C’est un événement unique en son genre. Une ancienne entreprise tombée en désuétude et vouée à la destruction, devient la Nouvelle comédie de Saint-Étienne, en offrant ses murs au centre dramatique national Jean-Dasté.

Partis à la retraite ou licenciés, les salariés de « la Stéphanoise » avaient dû tirer un trait définitif sur leur entreprise. Quelques-uns se retrouvaient pour parler de ce passé industriel, de ces réalisations gigantesques fabriquées dans cette usine. En 2003, date du dépôt de bilan, les illusions étaient tombées, la mondialisation était passée par là, l’entreprise avait dû définitivement fermer ses portes.

Devenue une friche industrielle comme tant d’autres dans la région et le pays, personne n’aurait misé un kopeck sur ces murs livrés aux tagueurs et aux herbes sauvages. Et pourtant, quelqu’un a lancé le projet inespéré de faire revivre ces lieux avec le théâtre.

La Société Stéphanoise de construction mécanique fabriquait du matériel de guerre

Créée en 1912, la Société Stéphanoise de construction mécanique démarre sur des objectifs peu glorieux : fabrication de matériel de guerre. La désastreuse guerre de 14-18 permet aux administrateurs de se frotter les mains sur le plan économique. Dès 1913, décision est prise d’agrandir les locaux : une chaudronnerie et une fonderie sont créées. Puis, en 1917, élargissement de l’atelier mécanique pour la fabrication d’obus. Cette guerre aura permis un essor extraordinaire de l’entreprise qui se répétera, d’ailleurs, quelques années plus tard, avec la Seconde Guerre mondiale.

Mais chez Clair, du nom du premier directeur, on ne met pas tous ses œufs dans le même panier. Les mines de charbon sont à leur apogée ; les Charbonnages de France sont demandeurs de modernisation, de nouvelles mécanisations pour l’exploitation des galeries sont nécessaires.

La Stéphanoise va bâtir sa notoriété sur des projets évolutifs dans le temps. Des machines gigantesques sortiront de ses ateliers pour équiper les mines françaises, mais aussi dans le monde entier, Afrique, Amérique du Sud, URSS, etc.

Syndicalement, les salariés sont bien organisés

Parallèlement, elle fabriquera des transporteurs de matériaux de plusieurs kilomètres de longueur. À son apogée, dans les années 1960-1970, elle comptera plus de 700 salariés.

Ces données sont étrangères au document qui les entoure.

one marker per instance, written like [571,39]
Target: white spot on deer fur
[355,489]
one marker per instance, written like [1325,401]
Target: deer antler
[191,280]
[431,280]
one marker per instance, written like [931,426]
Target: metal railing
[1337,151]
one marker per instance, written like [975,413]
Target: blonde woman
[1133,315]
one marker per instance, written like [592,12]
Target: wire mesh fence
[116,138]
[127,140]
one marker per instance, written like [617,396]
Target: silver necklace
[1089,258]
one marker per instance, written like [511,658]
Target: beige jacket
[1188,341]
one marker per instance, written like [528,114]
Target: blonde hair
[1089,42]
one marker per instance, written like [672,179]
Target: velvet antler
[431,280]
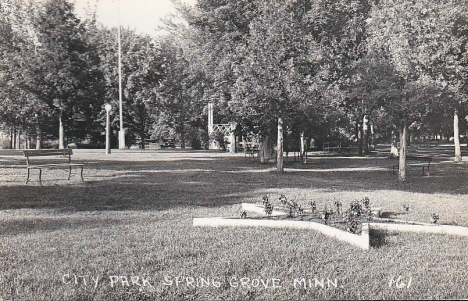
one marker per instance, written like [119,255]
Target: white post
[279,161]
[232,138]
[303,154]
[212,144]
[61,146]
[108,108]
[122,130]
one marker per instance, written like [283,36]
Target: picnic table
[62,159]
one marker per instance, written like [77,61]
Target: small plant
[434,218]
[366,203]
[268,208]
[338,206]
[325,216]
[244,214]
[313,206]
[300,210]
[353,226]
[283,200]
[355,209]
[290,205]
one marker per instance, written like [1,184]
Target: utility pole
[122,130]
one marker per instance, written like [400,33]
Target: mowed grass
[133,217]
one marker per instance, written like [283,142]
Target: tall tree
[424,42]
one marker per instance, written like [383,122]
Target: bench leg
[27,179]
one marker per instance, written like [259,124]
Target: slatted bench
[63,161]
[251,150]
[416,161]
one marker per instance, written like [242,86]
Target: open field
[133,217]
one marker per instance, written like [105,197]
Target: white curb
[438,229]
[361,241]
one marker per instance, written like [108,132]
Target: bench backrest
[67,152]
[418,158]
[48,152]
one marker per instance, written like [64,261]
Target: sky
[142,15]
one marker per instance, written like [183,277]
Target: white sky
[142,15]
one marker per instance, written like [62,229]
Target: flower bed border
[361,241]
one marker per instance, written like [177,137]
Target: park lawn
[133,217]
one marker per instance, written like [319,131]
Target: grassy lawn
[133,217]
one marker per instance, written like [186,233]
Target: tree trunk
[38,136]
[402,161]
[11,139]
[266,149]
[182,139]
[142,138]
[279,153]
[303,154]
[61,146]
[19,139]
[394,145]
[14,138]
[360,142]
[456,138]
[365,134]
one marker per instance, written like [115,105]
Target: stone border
[437,229]
[260,210]
[361,241]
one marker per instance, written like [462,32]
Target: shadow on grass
[388,214]
[169,179]
[379,238]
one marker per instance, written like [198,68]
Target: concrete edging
[361,241]
[437,229]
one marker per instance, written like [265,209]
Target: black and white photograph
[233,150]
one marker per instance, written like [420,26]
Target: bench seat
[62,153]
[416,161]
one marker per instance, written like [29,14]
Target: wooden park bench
[331,146]
[63,160]
[416,161]
[251,150]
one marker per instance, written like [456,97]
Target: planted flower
[244,214]
[313,206]
[338,206]
[434,218]
[268,208]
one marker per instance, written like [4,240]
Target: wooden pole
[279,161]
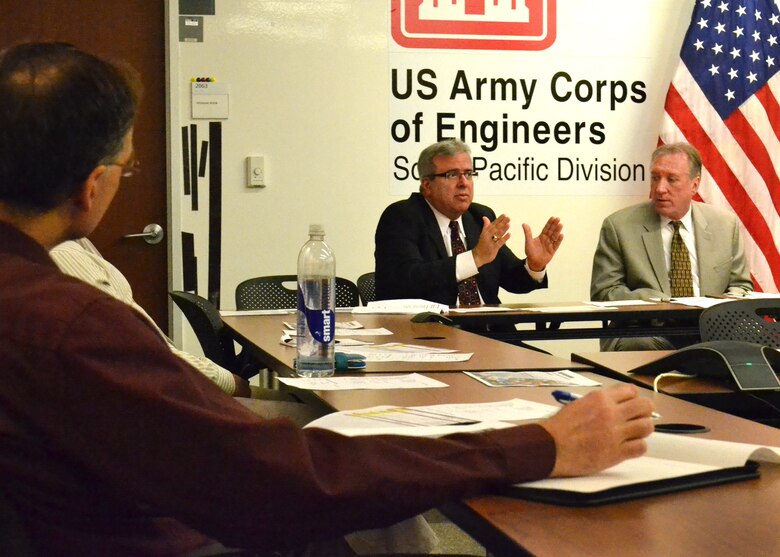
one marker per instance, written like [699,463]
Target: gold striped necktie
[468,294]
[680,272]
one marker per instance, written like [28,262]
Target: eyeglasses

Syndicalement, les salariés sont bien organisés avec CFDT, CGT et CGC. Dès la Seconde Guerre mondiale, un système de salaire avec intéressement aux bénéfices est instauré sous le nom de « salaire proportionnel ». Parfois, le salaire de base est doublé, suscitant des jalousies dans les entreprises avoisinantes et une inquiétude chez les patrons qui voient là un risque de revendications. Ces derniers s’organiseront pour prendre le pouvoir dans le conseil d’administration et mettre ainsi fin à cet eldorado salarial qui dura près de quatre années.

Les voix des comédiens succèdent aux bruits des marteaux

Aujourd’hui, le centre dramatique national Jean-Dasté est installé dans les murs de l’ex-Stéphanoise. Il est composé d’un grand hall d’accueil du public, de deux salles de spectacle, dont l’une porte le nom de l’entreprise, et de salles annexes.
Les ex-salariés de l’entreprise, retrouvés par le bouche-à-oreille, avec le centre social du quartier se sont investis dans la confection d’une exposition qui relate tout ce passé extraordinaire (*).

Dorénavant, les voix des comédiens, acteurs et autres chanteurs lyriques succéderont aux bruits des marteaux, des burins, des froissements de tôles. Combien d’ouvriers y auront perdu leurs tympans par absence de protection ? Mais c’était une autre époque…

Geo Goubier

*Cette exposition sera présentée dans le grand hall de la Comédie à l’occasion des journées du patrimoine.

Quand la Société Stéphanoise de construction devient un théâtre.